Page last updated at 20:52 GMT, Friday, 2 May 2008 21:52 UK

US jobs data ease economy fears

Jobseekers at a jobs fair in California
Payrolls have fallen for four months in a row

US job figures have surprised Wall Street, falling less than expected and shifting the balance of opinion towards analysts not predicting a recession.

The US economy lost 20,000 jobs in April, according to non-farm payrolls figures from the Labor Department.

Earlier in the week, the Federal Reserve cut interest rates, but reduced its stress on the risks to the economy.

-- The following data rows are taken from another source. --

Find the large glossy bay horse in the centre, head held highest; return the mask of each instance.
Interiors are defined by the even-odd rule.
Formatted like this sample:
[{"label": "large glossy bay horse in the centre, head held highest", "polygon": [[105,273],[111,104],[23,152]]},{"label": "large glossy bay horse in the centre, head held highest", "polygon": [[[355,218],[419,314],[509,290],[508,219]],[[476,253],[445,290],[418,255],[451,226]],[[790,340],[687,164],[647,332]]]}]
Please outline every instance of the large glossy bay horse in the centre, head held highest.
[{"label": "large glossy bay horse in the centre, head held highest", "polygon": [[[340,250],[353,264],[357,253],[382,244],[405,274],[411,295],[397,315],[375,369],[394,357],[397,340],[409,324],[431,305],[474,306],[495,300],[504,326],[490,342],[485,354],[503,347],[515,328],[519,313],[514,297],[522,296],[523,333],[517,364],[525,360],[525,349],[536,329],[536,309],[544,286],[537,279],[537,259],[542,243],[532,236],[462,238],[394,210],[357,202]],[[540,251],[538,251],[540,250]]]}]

As a result of the upbeat news, the Dow Jones Industrial Average stock index closed 48 points higher on Friday.

Big improvement

US Treasury bond prices fell sharply when the unemployment figures were released, as they suggest the economy may not be faring as badly as had been thought and investors decided that interest rate cuts may now be put on hold.

It looks as if employers are being cautious about cutting employment too severely
Pierre Ellis,
Decision Economics

"Job losses are way below the recession norm for this point of business cycle, if this is recession," said Robert Brusca at FAO Economics.

"Many things do not really add up for the recession forecasters."

The payrolls figure was a big improvement from the 81,000 jobs lost in March and comes just as consumers are receiving their tax rebate cheques as part of the government's stimulus package.

At the same time, the jobless rate fell to 5% from 5.1% in March, when it had been expected to increase to 5.2%.

"It's a lot better than expected, both in terms of the non-farm payroll number and the unemployment rate, so it looks like the economy is in better shape than we thought," said Owen Fitzpatrick of Deutsche Bank Private Wealth Management.

"It's a positive, but I don't think it'll be a blowout positive."

"This will alleviate some of the concerns that we're in for a steep reduction in employment and a prolonged, drawn-out recession."

US President George Bush expressed disappointment that the unemployment figures were rising, saying it was "a sign that this economy is not as robust as any of us would like it".

But he stressed that it remained "resilient".

"This economy is going to come on, I am confident it will," he told an audience in Missouri.

Cautious employers

One of the big areas of job growth in April was professional and business services, while there was a small fall in the average number of hours worked per week to 33.7.

"It looks as if employers are being cautious about cutting employment too severely," said Pierre Ellis at Decision Economics in New York.

Construction of the new Yankee Stadium in New York
The construction sector is under significant pressure in the US

"This may well show a pattern of increased use of outside service providers as the outlook becomes more uncertain," he added.

While the payroll figure was better than had been expected, it was still the fourth consecutive month of falls as the economy continued to slow.

The drop meant it was the worst run of negative payrolls figures since the five month run from February to June 2003.

"This is a blip against a deteriorating trend, though don't expect the bulls on Wall Street to see it that way," said Ian Shepherdson of High Frequency Economics.

Key sectors

"All the payroll improvement was in the service-providing sector," he said, pointing to a 61,000 decline in jobs in construction, and a 46,000 slide in manufacturing jobs.

"Expect much weaker headlines in May," he warned.

Other analysts also voiced concerns about the strength of employment in some industries, such as retailing, which lost 27,000 jobs.

"If you isolate the cyclical industries, employment is dropping quite quickly," said Avery Shenfeld at CIBC World Markets.

"It's still not a sign the labour market is healthy."

Factory orders

There was more good news for the US economy in the latest factory goods orders.

Orders placed with US factories rose 1.4% in March following two months of falls.

The figures were better than had been expected, with much of the growth coming from non-durables, a category excluding big-ticket items such as cars and machinery.

Non-durables grew 2.6% while durables only rose 0.1%.